Low-load resistance training with blood flow restriction improves clinical outcomes in musculoskeletal rehabilitation: A single-blind randomized controlled trial

Peter Ladlow, Russell J. Coppack, Shreshth Dharm-Datta, Dean Conway, Edward Sellon, Stephen D. Patterson, Alexander N. Bennett

Research output: Contribution to journalArticle

14 Citations (Scopus)

Abstract

Background: There is growing evidence to support the use of low-load blood flow restriction (LL-BFR) exercise in musculoskeletal rehabilitation. Purpose: The purpose of this study was to evaluate the efficacy and feasibility of low-load blood flow restricted (LL-BFR) training versus conventional high mechanical load resistance training (RT) on the clinical outcomes of patient's undergoing inpatient multidisciplinary team (MDT) rehabilitation. Study design: A single-blind randomized controlled study. Methods: Twenty-eight lower-limb injured adults completed a 3-week intensive MDT rehabilitation program. Participants were randomly allocated into a conventional RT (3-days/week) or twice-daily LL-BFR training group. Outcome measurements were taken at baseline and 3-weeks and included quadriceps and total thigh muscle cross-sectional area (CSA) and volume, muscle strength [five repetition maximum (RM) leg press and knee extension test, isometric hip extension], pain and physical function measures (Y-balance test, multistage locomotion test-MSLT). Results: A two-way repeated measures analysis of variance revealed no significant differences between groups for any outcome measure post-intervention ( p > 0.05).

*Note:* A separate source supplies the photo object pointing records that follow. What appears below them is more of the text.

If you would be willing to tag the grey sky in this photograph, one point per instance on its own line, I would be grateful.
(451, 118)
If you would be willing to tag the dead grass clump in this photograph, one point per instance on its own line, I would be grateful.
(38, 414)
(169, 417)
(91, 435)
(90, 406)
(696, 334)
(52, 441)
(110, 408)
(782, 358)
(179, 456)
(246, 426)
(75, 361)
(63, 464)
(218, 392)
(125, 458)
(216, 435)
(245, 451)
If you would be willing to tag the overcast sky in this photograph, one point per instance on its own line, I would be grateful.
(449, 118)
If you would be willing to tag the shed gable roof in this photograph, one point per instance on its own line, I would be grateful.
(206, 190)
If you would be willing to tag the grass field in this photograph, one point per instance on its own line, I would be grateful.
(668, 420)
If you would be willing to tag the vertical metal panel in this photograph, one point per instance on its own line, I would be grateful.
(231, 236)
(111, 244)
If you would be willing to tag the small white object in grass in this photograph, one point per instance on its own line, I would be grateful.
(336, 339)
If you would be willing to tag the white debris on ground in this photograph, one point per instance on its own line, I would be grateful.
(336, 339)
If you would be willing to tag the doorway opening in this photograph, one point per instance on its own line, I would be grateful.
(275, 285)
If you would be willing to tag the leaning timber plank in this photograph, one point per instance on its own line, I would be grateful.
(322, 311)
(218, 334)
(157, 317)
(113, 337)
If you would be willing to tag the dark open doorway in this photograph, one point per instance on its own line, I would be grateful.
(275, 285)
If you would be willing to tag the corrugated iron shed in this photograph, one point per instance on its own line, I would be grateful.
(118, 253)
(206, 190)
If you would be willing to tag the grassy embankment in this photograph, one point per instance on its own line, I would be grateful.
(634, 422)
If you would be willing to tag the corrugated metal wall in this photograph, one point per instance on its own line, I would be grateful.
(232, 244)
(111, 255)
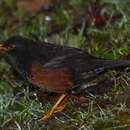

Both groups showed significant improvements in mean scores for muscle CSA/volume, 5-RM leg press, and 5-RM knee extension ( p < 0.01) after treatment. LL-BFR group participants also demonstrated significant improvements in MSLT and Y-balance scores ( p < 0.01). The Pain scores during training reduced significantly over time in the LL-BFR group ( p = 0.024), with no adverse events reported during the study. Conclusion: Comparable improvements in muscle strength and hypertrophy were shown in LL-BFR and conventional training groups following in-patient rehabilitation. The LL-BFR group also achieved significant improvements in functional capacity. LL-BFR training is a rehabilitation tool that has the potential to induce positive adaptations in the absence of high mechanical loads and therefore could be considered a treatment option for patients suffering significant functional deficits for whom conventional loaded RT is contraindicated. Trial Registration: ISRCTN Reference: ISRCTN63585315, dated 25 April 2017.

Original languageEnglish
Article number1269
Pages (from-to)1-14
Number of pages14
JournalFrontiers in Physiology
Volume9
DOIs
Publication statusPublished - 10 Sep 2018

Keywords

  • Blood flow restriction
  • Clinical outcomes
  • Function
  • Hypertrophy
  • Musculoskeletal rehabilitation
  • Pain
  • Strength

ASJC Scopus subject areas

  • Physiology
  • Physiology (medical)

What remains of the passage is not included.